Jeremy Kagan’s Shot leans towards some of the same preaching but it communicates the literal ramifications of gun violence better than most films, trapping us in the perspective of a gunshot victim immediately following the accident and his hours in the ambulance and emergency room. Basically, if I never hear the wheezing sound of a collapsed lung anytime soon, I’ll be very happy. That’s the visceral impact Shot contains.
The gunshot victim is Mark (Noah Wyle). When we first meet him, he’s heavily involved with editing the sound of gunshots in a Western (naturally), uncomfortable with the lack of reverb in his work. Forced to leave quickly and meet his wife Phoebe (Sharon Leal), their marriage has deteriorated to the discussion of divorce.
Outside the restaurant where they agreed to meet, the couple talk casually when a stray bullet strikes Mark in the left chest, leaving him near death on the pavement. Across the street, young Miguel (Jorge Lendenborg, Jr.) is in the process of handling said gun to protect himself from bullies when it accidentally goes off. Using all methods of split screens, tri-screens and real-time narrative structure, Shot follows both sets of people as they deal with the incident.
Eventually settling on Mark for a good majority of the film, Shot effectively details his journey with gruesome detail and (at times) squeamish authenticity. Through his disoriented eyes and ears, we hear the technical jargon spewed back and forth between his ambulance drivers (one of whom is played by Malcolm Jamal Warner) and the causally brilliant way they alternate between their understood verbiage and the off-handed ways they try to make Mark feel comfortable.
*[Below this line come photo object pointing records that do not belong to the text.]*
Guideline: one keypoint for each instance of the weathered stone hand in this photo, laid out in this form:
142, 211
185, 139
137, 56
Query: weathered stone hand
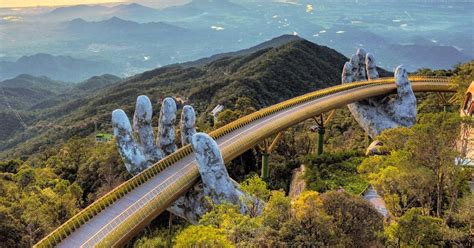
379, 113
142, 153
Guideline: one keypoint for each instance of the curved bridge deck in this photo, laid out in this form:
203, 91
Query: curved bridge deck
115, 218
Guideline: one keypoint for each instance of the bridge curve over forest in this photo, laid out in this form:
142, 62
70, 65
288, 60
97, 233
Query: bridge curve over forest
119, 215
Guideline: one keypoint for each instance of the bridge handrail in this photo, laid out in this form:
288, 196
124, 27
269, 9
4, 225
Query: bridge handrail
102, 203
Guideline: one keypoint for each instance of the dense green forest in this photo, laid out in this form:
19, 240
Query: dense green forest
61, 168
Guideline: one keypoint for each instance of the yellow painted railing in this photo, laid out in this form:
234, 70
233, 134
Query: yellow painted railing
137, 219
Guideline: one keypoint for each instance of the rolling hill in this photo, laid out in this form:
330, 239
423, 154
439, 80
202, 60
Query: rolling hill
64, 68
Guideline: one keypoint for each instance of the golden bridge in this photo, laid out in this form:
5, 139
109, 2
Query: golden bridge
117, 216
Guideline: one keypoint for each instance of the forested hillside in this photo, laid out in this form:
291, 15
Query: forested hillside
54, 167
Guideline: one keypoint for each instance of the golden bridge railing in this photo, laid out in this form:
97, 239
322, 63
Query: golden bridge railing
92, 210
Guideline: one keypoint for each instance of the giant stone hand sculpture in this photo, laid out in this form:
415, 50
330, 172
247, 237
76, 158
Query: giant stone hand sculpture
144, 152
379, 113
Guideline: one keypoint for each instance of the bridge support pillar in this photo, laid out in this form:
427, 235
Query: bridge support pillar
265, 168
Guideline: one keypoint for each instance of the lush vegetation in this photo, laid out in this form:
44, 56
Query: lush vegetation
329, 219
39, 194
59, 168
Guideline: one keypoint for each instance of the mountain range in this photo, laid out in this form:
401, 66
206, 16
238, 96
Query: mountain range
265, 77
132, 38
63, 68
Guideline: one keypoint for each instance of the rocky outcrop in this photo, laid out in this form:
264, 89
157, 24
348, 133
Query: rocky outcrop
216, 185
166, 127
377, 114
187, 125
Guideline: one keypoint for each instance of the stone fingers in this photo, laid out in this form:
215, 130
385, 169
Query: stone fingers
403, 107
131, 153
187, 124
143, 126
347, 73
166, 127
371, 67
358, 65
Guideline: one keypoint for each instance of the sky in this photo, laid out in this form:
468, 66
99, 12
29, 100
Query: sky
30, 3
34, 3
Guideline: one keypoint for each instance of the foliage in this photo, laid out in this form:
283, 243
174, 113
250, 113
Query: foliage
332, 171
420, 171
311, 219
359, 222
202, 236
41, 193
32, 203
414, 229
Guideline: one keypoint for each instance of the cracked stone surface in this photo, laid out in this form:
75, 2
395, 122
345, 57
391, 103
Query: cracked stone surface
379, 113
166, 127
187, 124
141, 153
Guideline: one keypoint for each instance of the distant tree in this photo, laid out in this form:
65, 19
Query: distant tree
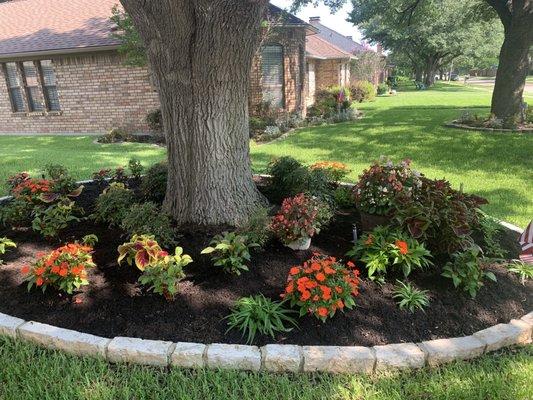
517, 19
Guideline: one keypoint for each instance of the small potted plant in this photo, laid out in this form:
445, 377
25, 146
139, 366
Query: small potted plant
378, 188
297, 221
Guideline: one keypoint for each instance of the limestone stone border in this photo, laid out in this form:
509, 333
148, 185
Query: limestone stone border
272, 357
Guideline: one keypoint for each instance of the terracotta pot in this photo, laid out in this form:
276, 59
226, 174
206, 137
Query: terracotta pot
370, 221
300, 244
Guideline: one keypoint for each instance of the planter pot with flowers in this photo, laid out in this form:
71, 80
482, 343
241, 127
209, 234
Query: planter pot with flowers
378, 189
298, 220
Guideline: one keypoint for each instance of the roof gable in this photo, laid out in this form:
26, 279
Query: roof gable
336, 39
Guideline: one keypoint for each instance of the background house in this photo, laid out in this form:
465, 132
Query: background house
60, 71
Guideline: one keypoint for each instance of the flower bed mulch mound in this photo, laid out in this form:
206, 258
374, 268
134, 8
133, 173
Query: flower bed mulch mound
115, 305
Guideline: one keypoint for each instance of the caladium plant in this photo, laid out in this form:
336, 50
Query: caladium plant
142, 250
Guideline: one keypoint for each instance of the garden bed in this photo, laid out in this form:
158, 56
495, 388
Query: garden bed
116, 305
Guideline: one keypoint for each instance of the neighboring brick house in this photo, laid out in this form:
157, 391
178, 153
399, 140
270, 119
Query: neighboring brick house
345, 44
327, 65
60, 71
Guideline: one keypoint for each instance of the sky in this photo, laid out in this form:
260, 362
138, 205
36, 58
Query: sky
335, 21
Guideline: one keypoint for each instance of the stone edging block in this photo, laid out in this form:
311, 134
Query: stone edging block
399, 356
441, 351
272, 357
64, 339
9, 325
338, 359
503, 335
140, 351
233, 356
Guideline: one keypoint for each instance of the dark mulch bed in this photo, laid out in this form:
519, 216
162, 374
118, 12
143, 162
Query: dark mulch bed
115, 305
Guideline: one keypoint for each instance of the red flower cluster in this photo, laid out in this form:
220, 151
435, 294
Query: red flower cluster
321, 286
402, 246
64, 268
296, 219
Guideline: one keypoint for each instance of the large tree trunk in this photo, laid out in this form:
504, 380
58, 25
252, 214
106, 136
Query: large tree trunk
201, 54
513, 65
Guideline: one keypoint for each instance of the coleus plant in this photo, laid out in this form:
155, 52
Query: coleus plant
142, 250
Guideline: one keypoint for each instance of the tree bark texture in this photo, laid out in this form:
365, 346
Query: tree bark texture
514, 56
201, 52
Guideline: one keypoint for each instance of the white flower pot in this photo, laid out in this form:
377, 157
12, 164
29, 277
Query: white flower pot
300, 244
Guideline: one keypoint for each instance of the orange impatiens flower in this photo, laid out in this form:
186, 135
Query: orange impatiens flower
324, 285
402, 246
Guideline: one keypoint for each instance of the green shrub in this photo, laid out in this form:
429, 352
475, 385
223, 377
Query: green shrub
257, 314
363, 91
50, 220
148, 219
410, 297
290, 177
164, 275
383, 88
136, 168
4, 244
385, 248
154, 182
257, 228
466, 270
230, 251
112, 206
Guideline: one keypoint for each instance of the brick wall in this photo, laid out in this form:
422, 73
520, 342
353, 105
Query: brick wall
293, 42
96, 93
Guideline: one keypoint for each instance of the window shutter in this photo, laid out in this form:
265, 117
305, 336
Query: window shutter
272, 73
15, 91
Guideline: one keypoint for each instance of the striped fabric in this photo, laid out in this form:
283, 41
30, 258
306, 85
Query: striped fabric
526, 242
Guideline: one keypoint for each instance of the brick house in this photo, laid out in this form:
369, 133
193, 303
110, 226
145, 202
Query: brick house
60, 71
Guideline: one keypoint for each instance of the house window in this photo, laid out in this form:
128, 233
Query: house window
14, 87
50, 86
272, 72
31, 83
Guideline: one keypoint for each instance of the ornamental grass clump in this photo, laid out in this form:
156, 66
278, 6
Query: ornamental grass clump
64, 269
322, 286
300, 217
386, 248
258, 314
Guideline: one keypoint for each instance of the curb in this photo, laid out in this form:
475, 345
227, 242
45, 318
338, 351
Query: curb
272, 357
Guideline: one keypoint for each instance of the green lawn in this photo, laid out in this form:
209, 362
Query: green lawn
78, 153
498, 166
495, 165
29, 372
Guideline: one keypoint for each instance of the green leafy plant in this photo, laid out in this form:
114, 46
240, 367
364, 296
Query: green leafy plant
143, 250
385, 248
154, 183
466, 270
148, 219
410, 297
230, 251
522, 269
65, 268
113, 205
165, 273
50, 221
321, 286
5, 243
258, 314
490, 228
136, 168
257, 229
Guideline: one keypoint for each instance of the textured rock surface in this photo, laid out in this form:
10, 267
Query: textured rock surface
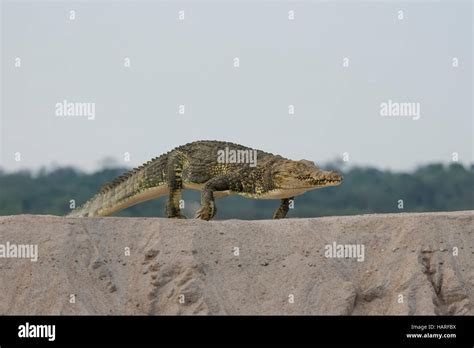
413, 264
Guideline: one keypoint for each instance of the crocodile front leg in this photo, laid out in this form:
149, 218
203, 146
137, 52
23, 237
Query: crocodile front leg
282, 210
208, 206
175, 185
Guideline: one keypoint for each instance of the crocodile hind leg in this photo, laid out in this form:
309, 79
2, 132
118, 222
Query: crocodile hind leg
175, 186
282, 210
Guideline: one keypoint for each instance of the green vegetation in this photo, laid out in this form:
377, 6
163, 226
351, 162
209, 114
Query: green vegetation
433, 187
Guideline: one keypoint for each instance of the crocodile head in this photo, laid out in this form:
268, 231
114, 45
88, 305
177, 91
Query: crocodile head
304, 175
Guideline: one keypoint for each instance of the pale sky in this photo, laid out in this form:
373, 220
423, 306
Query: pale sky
282, 62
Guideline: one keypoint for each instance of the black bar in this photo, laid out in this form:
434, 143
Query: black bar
288, 330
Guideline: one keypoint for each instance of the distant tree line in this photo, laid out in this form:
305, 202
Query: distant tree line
429, 188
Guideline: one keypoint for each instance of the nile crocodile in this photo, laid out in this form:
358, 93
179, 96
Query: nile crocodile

It’s a series of conversations and reactions that feels so organic, we wonder if we’re watching the pilot for a reality television show.
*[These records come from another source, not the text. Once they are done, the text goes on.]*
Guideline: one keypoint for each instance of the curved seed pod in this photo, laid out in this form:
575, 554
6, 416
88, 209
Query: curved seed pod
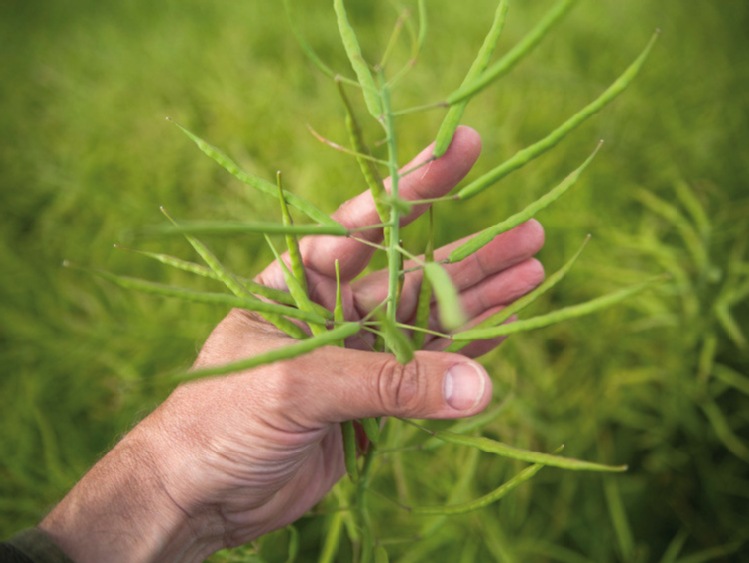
488, 445
483, 501
298, 293
519, 304
233, 284
448, 301
367, 166
298, 348
515, 55
292, 243
454, 114
348, 434
527, 154
486, 236
371, 428
208, 298
353, 51
254, 181
203, 271
549, 319
423, 307
248, 227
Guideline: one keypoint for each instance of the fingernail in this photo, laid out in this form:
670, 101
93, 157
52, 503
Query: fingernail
464, 386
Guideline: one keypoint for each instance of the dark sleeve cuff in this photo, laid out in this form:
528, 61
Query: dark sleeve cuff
32, 546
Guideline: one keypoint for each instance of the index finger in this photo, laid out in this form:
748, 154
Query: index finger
433, 180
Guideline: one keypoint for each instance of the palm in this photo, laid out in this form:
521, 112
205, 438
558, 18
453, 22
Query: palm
285, 454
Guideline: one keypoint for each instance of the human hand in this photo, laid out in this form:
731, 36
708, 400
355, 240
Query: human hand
225, 460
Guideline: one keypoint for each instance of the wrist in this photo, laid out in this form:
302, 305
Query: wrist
123, 510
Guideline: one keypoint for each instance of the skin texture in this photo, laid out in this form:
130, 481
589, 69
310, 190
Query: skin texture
224, 460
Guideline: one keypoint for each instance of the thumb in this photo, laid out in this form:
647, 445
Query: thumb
352, 384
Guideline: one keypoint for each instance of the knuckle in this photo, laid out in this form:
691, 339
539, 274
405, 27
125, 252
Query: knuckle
401, 388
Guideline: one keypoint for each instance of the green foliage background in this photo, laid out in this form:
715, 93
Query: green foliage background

This attention to medical procedures is further expanded upon once Mark arrives at the hospital and his emergency room doctors (head doc played by Xander Berkely) whizz and dance around his wounded body. Mixed between point of view shots and standard one-two setups, Shot rarely leaves Mark’s strained face as he’s forced to piece together the snippets of conversation he overhears. Things certainly don’t improve when his breathing gets heavier and the addition of a tube to his body is applied in real time with bloody consequences.
As Mark, Noah Wyle gives a touching performance. He’s asked to do a lot without having the full expression of his body, utilizing his eyes and mouth to register the pain and confusion that slowly swallows him.
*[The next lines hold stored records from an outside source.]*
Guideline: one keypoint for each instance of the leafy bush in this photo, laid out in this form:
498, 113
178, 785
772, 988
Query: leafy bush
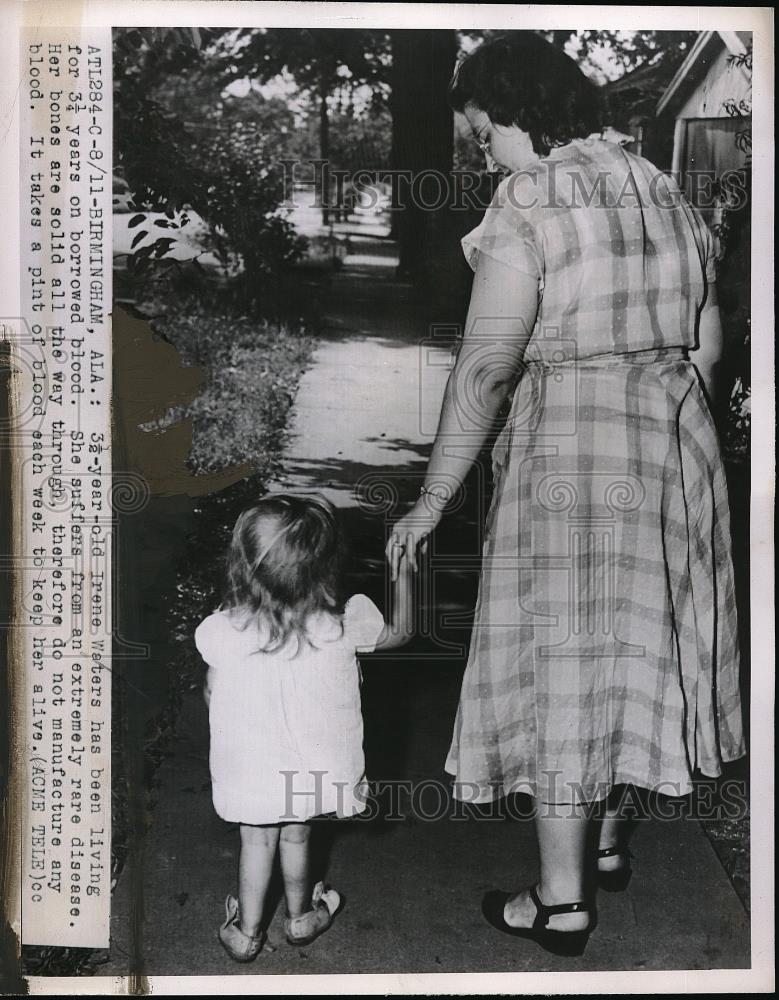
222, 171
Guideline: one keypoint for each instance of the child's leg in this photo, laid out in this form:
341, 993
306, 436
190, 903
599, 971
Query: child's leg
258, 851
294, 854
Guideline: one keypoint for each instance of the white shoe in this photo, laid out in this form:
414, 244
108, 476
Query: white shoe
304, 929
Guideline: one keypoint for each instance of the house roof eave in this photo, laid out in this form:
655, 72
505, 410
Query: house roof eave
699, 47
731, 41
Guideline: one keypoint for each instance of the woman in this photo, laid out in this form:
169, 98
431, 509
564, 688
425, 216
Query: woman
604, 648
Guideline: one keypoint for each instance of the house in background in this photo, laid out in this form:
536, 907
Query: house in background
631, 104
709, 99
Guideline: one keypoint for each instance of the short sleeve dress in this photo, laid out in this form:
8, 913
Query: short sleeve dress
286, 730
604, 648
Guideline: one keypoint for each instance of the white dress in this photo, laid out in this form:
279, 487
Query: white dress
286, 730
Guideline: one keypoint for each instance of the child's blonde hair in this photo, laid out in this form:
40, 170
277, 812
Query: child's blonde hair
284, 565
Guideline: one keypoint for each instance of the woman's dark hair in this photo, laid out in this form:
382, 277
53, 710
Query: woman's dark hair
284, 566
521, 79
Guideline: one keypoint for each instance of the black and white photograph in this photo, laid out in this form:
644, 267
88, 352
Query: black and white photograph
434, 579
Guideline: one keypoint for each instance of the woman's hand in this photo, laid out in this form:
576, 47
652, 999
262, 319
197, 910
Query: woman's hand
411, 531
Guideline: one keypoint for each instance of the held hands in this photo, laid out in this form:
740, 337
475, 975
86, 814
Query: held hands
410, 534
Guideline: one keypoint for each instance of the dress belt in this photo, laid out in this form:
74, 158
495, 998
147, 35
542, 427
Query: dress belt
663, 355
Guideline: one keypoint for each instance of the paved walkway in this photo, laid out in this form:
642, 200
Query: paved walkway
363, 426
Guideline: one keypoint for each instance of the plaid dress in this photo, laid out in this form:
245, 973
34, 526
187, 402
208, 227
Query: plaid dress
604, 649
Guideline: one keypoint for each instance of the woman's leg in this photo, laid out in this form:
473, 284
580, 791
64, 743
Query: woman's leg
294, 852
562, 835
612, 833
258, 851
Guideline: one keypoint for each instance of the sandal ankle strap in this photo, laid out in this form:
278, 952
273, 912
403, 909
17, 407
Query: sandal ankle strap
544, 912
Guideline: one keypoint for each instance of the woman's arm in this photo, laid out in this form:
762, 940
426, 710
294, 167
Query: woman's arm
501, 315
207, 686
708, 355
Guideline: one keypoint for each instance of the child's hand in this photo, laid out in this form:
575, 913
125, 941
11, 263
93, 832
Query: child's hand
410, 533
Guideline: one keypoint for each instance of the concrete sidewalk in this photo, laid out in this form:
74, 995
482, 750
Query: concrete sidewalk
364, 422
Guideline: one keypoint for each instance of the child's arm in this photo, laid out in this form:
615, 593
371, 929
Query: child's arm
400, 627
207, 686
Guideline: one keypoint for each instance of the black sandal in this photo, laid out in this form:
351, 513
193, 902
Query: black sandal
617, 879
557, 942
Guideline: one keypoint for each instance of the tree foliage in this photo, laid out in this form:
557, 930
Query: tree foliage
177, 155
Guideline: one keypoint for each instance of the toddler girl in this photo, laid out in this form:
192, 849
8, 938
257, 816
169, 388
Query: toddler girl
284, 705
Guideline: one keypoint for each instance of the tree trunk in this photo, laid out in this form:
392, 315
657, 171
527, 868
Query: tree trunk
324, 146
422, 143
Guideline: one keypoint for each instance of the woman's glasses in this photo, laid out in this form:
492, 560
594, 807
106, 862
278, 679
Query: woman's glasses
481, 142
Less successful is the parallel story of Miguel, on the run and feeling guilty for his actions. Too often framed in loud, lazy arguments between him and the friend who loaned him the gun, Shot loses some impact in these portions before gradually bringing both parties back together for quite the resonant finale.
Director Jeremy Kagan, who’s been working since the 1970’s and whose best film is the under-appreciated and underseen 1978 comedy noir The Big Fix, starring Richard Dreyfuss, shows his astute hand at balancing all aspects of the film. By focusing so much on the incapacitated Noah Wyle, Shot could have ended up as a claustrophobic exercise in grief paralysis. Kagan, with a script by Anneke Campbell, knows just when to open the story up and focus elsewhere, creating that much more of an impact once Mark, Phoebe and Jorge collide and reckon with their fateful moment. The film may have initially sought to build a hopeful case against gun violence, but it ultimately becomes attuned to the hopeful case of forgiveness more than anything else.
Shot opened in limited release in New York and Los Angeles on December 15. It will be available on Video-On-Demand platforms beginning Friday, January 12.